Karachi: The Aurat Foundation and Democracy Reporting International DRI have called upon different branches of the state to provide gender disaggregated data, meaningfully consult with women’s groups, and undertake additional special measures to promote women’s political participation in Pakistan.
In the jointly produced paper ‘Women’s Participation in the Upcoming 2013 Elections: Pakistan: Pakistan’s International Law Commitments under CEDAW’, the Aurat Foundation and DRI presented recommendations aimed at improving fulfilment of women’s right to participate in political and public life as enshrined under the Convention on Elimination of All Forms of Discrimination Again Women CEDAW.
Aurat Foundation and DRI identified areas where Pakistan is not compliant with the requirements for political participation of women protected under CEDAW, which was ratified by Pakistan in 1996. Significant problems in Pakistan persist with regard to participation of women as voters and as well as candidates. Only twenty percent of members of the National Assembly and eighteen percent of the provincial assemblies are women. Merely three percent of directly elected seats are held by women in the National and the provincial assemblies. Moreover there are reportedly eleven million fewer women registered as voters than men in the electoral rolls.

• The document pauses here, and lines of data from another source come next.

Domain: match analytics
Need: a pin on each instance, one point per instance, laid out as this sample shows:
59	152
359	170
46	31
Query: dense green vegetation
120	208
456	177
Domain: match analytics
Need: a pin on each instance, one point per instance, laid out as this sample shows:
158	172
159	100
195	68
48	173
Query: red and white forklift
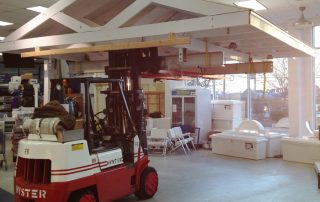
104	161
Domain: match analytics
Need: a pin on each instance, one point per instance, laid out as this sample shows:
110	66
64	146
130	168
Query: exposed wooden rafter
108	47
239	68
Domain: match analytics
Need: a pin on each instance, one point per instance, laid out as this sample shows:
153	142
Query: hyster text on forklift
105	160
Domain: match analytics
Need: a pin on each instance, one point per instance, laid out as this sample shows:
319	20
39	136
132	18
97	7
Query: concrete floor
204	176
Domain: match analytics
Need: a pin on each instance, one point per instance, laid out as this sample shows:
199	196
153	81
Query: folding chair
158	139
177	141
186	137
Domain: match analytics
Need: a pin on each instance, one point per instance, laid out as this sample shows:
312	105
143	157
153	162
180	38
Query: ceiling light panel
3	23
251	4
38	9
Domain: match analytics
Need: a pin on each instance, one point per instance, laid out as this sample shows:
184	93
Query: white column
46	83
169	85
301	90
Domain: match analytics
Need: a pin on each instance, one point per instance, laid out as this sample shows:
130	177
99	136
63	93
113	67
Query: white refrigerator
191	108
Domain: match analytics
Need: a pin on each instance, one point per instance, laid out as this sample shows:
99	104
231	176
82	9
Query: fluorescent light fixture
38	9
251	4
3	23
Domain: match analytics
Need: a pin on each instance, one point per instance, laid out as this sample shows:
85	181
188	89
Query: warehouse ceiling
211	25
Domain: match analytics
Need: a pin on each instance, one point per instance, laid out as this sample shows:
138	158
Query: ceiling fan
302	22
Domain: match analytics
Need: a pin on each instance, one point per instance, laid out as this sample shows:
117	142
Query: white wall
301	88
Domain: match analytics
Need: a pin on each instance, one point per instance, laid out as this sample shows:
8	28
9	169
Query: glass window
269	94
233	87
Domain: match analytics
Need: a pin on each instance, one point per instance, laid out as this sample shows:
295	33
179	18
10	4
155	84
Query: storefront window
269	94
233	87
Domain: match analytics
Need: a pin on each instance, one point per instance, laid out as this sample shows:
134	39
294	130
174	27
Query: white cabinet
227	114
191	107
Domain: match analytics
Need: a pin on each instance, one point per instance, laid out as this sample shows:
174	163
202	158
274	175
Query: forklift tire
148	183
83	196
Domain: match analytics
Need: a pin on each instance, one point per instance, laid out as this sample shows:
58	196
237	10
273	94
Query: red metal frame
110	184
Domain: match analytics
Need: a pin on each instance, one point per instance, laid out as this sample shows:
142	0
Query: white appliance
252	131
191	107
244	146
226	114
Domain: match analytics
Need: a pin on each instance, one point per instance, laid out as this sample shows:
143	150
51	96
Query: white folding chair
185	136
176	141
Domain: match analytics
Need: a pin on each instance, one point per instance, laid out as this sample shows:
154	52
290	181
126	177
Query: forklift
105	160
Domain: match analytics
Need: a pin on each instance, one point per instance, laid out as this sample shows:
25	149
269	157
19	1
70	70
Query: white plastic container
301	149
251	147
274	143
227	109
225	124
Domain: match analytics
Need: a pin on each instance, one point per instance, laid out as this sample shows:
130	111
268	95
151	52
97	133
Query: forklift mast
128	65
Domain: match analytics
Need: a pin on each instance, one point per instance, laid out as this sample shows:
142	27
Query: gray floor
208	177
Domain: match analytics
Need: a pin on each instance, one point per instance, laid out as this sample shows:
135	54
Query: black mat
5	196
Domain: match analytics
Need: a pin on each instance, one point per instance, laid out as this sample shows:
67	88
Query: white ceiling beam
199	7
127	14
261	24
38	20
157	29
71	23
199	46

Aurat Foundation and DRI recommend that the Election Commission of Pakistan ECP and the National Database and Registration Authority NADRA provide publicly accessible gender disaggregated data broken down by administrative units in order to enable effective scrutiny of women’s political participation; and that political parties be required to publicly provide regular and standardized information about the number and proportion in women in their executive and leadership positions.
Consultations with women’s groups could also be carried out to discuss how legislation and administrative regulations can be improved to facilitate greater participation of women in the electoral process.
The ECP carries special responsibility to promote greater participation and in protecting the rights of women voters. It could carry out specialized voter education; increase the integrity of polling stations, improve accessibility to polling including through recruitment of female staff, undertake stronger action against those curtailing the rights of women voters, and promote scrutiny by women observers and agent. The Aurat DRI paper also supports additional measures by parties and civil society to safeguard the rights of women voters.
Maria Rashid from Rozan stated that the joint Aurat DRI briefing paper came at an opportune time when elections are around the corner and many reforms relating to women’s participation in elections remain unaddressed: ‘The paper offers crucial recommendations for Pakistan to fulfil its international obligations with regard to women’s political rights.”